Some drive units use treated paper, too. Nsgarch, I assume you don't recommend using tap water (or is this immaterial)? Cheers
I hope I didn't imply that one should get anything wet. A barely damp piece of towelling with some nap is all you need to remove dust, and will not harm paper cones. It doesn't hurt to blow them off first with compressed air like DustOff. Sometimes that's enough. Just make sure you keep the nozzle at least a foot away.
Here is what you want. I used to rebuild and restore inflatable boats - and this is the ONLY product to use on rubber. You can get samples from the company absolutely free. No kidding:
I actually contacted Albert Von Schweikert about what I should use on the surrounds of my Von Schweikert VR-5 HSE speaker surrounds, and this is what he wrote back:

Hello Juan,


All of the VR-5 HSE speaker components use Kurt Mueller rubber surrounds that have a twenty year warranty. The Germans know how to make good parts! The Audax midrange and SEAS woofers use these special rubber compounds for a very long life, estimated to be more than 30 years. If you treat all of the butyl rubber edges, they will not crack or dry out for an estimated 50 years!

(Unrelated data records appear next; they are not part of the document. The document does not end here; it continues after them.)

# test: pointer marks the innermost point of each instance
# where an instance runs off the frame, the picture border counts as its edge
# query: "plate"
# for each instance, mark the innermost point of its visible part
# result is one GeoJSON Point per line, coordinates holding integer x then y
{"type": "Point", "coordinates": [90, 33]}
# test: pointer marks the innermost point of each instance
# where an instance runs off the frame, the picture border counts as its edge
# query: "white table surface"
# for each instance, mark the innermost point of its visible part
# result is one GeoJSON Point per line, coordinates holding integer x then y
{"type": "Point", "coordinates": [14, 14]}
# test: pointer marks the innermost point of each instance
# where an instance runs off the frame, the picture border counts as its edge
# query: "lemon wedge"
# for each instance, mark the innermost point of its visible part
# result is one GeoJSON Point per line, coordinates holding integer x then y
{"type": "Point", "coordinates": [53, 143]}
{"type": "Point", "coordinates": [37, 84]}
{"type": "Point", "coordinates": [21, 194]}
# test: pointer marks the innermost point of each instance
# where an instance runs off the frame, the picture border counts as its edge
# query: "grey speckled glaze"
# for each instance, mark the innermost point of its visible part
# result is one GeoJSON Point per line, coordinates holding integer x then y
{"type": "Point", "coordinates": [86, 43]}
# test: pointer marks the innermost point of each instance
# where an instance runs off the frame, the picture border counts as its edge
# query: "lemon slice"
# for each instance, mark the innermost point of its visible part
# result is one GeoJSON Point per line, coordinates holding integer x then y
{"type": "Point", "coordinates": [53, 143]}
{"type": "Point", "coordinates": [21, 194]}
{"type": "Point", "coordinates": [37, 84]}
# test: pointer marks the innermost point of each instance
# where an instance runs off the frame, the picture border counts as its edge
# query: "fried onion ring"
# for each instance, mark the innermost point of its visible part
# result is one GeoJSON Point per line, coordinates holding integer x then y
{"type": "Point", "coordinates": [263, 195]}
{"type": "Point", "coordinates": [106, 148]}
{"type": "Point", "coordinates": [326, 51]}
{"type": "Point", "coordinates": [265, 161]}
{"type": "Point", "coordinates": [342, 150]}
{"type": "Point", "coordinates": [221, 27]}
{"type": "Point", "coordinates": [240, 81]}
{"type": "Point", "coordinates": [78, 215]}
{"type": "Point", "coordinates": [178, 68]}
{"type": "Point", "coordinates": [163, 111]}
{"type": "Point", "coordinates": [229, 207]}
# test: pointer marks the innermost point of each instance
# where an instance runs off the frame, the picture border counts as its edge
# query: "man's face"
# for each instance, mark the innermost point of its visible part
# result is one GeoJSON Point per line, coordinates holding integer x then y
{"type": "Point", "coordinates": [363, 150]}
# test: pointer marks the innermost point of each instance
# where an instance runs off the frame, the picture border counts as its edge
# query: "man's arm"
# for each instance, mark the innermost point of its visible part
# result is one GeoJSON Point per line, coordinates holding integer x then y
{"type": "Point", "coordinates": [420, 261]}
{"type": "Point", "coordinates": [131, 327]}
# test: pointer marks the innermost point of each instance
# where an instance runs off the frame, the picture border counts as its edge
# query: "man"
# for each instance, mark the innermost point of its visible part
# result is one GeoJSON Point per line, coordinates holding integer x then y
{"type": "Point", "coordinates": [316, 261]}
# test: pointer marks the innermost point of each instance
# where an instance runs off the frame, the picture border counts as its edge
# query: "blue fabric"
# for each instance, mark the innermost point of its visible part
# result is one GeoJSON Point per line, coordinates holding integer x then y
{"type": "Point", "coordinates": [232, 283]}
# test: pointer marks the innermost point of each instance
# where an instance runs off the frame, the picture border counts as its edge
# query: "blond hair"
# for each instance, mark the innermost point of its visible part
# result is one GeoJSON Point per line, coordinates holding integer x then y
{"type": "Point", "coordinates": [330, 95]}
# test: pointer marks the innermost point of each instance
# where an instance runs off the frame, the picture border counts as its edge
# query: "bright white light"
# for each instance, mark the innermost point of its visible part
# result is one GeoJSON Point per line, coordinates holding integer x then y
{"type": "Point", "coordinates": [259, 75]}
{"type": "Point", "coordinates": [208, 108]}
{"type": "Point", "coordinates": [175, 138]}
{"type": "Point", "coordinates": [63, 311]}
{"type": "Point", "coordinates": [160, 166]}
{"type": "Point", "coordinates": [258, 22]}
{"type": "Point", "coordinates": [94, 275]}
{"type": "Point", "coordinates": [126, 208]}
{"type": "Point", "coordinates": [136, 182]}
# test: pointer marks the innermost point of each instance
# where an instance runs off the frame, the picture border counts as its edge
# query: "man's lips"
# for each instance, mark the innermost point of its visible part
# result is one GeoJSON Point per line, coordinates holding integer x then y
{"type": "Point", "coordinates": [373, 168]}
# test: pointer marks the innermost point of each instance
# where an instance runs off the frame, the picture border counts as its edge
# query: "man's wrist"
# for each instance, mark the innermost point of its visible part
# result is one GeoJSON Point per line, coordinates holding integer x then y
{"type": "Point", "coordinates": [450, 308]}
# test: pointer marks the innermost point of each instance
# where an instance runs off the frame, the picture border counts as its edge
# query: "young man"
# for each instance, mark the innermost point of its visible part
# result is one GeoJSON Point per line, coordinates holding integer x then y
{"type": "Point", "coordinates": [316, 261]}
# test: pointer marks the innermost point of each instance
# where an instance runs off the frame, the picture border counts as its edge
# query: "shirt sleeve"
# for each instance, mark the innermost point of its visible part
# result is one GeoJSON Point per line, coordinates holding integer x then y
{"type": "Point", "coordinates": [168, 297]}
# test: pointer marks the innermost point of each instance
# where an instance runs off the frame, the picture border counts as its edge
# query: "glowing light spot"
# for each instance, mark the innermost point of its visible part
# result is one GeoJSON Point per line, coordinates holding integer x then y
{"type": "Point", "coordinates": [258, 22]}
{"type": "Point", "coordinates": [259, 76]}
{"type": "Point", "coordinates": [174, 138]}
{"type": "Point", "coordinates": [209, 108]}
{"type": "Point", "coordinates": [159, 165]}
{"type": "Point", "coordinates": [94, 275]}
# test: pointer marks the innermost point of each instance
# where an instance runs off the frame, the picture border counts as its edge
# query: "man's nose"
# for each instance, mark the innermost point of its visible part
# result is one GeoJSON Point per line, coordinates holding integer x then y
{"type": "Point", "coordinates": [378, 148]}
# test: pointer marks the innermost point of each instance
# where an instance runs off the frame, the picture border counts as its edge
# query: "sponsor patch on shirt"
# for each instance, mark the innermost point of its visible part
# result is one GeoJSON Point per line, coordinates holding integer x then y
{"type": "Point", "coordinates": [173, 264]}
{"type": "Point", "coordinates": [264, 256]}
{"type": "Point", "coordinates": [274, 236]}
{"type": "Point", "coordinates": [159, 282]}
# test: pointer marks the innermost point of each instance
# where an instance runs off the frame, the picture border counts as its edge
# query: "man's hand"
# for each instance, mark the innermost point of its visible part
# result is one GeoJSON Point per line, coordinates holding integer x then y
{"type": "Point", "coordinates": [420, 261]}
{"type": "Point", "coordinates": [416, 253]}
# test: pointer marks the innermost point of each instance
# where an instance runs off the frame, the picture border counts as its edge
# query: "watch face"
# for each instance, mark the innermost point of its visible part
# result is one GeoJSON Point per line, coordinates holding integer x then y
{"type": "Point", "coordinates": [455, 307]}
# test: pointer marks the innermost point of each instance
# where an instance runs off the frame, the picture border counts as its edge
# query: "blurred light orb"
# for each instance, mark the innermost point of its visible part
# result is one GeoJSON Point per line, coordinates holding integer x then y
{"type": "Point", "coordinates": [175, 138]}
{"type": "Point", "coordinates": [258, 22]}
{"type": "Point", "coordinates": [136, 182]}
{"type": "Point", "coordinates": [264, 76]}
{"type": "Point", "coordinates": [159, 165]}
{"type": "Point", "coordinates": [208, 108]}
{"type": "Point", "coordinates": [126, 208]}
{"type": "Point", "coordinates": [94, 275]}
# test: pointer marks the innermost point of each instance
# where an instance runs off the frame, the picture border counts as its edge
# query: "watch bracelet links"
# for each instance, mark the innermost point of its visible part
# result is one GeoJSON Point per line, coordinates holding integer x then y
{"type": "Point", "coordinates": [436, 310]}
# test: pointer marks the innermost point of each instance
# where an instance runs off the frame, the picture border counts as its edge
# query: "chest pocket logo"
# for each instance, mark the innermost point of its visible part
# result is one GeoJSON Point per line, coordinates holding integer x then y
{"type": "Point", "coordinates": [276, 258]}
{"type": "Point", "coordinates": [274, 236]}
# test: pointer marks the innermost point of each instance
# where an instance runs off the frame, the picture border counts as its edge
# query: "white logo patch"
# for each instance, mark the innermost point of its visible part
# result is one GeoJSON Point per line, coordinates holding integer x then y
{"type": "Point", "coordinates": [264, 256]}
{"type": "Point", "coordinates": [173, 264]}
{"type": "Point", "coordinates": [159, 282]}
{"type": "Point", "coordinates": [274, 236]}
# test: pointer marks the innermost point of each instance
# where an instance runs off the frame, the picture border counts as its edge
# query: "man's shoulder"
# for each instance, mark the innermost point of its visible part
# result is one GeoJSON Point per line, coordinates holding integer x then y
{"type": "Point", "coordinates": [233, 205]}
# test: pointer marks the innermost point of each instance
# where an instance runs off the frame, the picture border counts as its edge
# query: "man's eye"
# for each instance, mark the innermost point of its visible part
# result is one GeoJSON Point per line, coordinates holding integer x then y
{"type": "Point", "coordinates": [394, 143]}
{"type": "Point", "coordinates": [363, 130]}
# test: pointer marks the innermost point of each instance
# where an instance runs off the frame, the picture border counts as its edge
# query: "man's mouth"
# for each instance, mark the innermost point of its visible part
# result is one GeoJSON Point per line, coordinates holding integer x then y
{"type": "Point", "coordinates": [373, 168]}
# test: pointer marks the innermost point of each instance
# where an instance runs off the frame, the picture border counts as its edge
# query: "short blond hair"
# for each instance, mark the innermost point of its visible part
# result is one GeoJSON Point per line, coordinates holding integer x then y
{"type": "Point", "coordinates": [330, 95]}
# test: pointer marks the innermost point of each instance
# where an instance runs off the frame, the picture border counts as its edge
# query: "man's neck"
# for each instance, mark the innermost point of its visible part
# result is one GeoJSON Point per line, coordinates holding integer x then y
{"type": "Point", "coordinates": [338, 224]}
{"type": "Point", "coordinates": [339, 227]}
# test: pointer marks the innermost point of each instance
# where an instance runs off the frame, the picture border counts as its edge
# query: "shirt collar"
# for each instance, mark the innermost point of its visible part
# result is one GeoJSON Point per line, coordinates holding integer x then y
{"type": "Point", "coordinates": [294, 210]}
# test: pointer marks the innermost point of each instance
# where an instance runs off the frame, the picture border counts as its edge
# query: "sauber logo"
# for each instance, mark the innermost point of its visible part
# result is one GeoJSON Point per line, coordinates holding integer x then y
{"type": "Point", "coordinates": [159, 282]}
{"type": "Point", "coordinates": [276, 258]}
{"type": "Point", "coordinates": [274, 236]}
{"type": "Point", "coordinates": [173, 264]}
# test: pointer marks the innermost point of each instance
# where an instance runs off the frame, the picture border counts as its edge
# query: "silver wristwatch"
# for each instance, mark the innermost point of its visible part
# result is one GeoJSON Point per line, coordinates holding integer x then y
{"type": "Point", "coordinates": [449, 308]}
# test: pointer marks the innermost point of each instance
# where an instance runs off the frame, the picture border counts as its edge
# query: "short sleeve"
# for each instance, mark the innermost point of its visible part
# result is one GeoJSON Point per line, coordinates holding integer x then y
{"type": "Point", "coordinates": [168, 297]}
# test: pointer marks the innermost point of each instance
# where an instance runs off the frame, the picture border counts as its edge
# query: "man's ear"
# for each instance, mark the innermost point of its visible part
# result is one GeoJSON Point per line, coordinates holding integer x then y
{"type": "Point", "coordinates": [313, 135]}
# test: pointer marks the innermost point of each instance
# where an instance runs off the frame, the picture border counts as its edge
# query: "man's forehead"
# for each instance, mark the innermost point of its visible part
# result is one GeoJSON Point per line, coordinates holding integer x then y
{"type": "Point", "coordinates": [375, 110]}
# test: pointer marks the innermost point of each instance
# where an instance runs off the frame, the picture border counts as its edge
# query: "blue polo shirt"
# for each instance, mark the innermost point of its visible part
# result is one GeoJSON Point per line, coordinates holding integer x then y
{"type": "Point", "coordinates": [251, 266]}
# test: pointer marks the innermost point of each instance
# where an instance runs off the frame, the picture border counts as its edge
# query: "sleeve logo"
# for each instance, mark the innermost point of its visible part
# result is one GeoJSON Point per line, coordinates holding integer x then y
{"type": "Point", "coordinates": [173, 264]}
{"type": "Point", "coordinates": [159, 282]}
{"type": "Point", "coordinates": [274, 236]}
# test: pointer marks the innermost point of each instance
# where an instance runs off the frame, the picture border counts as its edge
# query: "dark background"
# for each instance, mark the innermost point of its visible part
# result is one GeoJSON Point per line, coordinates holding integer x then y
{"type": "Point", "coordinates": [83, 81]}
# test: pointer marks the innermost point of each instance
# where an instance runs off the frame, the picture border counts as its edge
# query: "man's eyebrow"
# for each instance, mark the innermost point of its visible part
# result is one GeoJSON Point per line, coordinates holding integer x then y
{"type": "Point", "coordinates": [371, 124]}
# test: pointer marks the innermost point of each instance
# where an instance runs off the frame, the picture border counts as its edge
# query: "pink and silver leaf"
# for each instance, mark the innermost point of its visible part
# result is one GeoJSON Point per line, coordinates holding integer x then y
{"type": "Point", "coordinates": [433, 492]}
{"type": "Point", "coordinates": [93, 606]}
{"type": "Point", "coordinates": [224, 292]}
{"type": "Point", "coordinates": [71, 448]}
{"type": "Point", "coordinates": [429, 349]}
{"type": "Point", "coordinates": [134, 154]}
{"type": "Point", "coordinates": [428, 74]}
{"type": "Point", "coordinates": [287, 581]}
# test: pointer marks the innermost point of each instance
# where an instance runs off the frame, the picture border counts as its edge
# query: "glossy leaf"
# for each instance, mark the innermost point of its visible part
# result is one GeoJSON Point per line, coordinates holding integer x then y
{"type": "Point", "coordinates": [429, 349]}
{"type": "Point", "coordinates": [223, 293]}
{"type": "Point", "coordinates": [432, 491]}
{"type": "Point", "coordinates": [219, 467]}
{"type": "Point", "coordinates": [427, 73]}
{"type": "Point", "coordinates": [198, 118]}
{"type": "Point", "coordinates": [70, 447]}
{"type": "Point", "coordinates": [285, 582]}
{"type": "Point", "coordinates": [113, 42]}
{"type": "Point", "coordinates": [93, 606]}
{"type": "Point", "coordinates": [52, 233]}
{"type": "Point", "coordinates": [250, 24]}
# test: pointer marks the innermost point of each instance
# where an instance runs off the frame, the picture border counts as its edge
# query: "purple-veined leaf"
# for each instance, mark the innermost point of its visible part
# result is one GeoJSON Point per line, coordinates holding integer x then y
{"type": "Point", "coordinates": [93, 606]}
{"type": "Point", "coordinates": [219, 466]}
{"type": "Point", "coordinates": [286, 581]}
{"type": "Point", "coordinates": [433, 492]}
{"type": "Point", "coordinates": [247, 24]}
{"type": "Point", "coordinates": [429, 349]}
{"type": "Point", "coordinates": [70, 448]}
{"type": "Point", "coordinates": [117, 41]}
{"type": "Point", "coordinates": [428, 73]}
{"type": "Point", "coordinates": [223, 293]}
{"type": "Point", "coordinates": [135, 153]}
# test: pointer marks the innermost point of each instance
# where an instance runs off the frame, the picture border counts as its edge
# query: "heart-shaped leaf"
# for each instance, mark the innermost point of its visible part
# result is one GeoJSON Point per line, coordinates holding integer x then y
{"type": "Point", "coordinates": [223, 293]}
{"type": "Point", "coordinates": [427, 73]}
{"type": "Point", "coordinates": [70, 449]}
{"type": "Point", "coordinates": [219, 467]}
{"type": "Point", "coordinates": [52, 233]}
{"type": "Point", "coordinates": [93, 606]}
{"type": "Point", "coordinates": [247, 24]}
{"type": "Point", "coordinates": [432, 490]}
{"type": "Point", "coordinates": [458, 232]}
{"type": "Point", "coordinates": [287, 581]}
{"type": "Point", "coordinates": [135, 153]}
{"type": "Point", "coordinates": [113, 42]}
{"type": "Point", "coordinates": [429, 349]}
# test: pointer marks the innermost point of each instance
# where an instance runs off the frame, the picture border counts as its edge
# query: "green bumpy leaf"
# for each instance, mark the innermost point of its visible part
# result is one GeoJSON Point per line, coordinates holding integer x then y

Buy the liquid made by CAIG from Parts Express; we use it to protect the foam rubber surrounds of the VR-5SE and VR-5 Anniversary models, as well as the VR-9SE Mk2 and VR-11SE Mk2. It works very well!




Albert Von Schweikert

President, Chief Design Engineer

Just purchased a set of used Thiel Powerplanes. They use Thiel’s proprietary coax drivers - have a rubber surround that I believe is butyl but could be natural rubber?? From extensive reading it is plasticizer that needs replenished. Armorall and 303 (which are essentially the same thing at different water dilution) merely surface protect against further damage but do little to re-plasticize. This Caig stuff has limonene which I believe acts as a plasticizer. It is also found in GooGone. Anyone know what plasticizer is actually used in butyl rubber?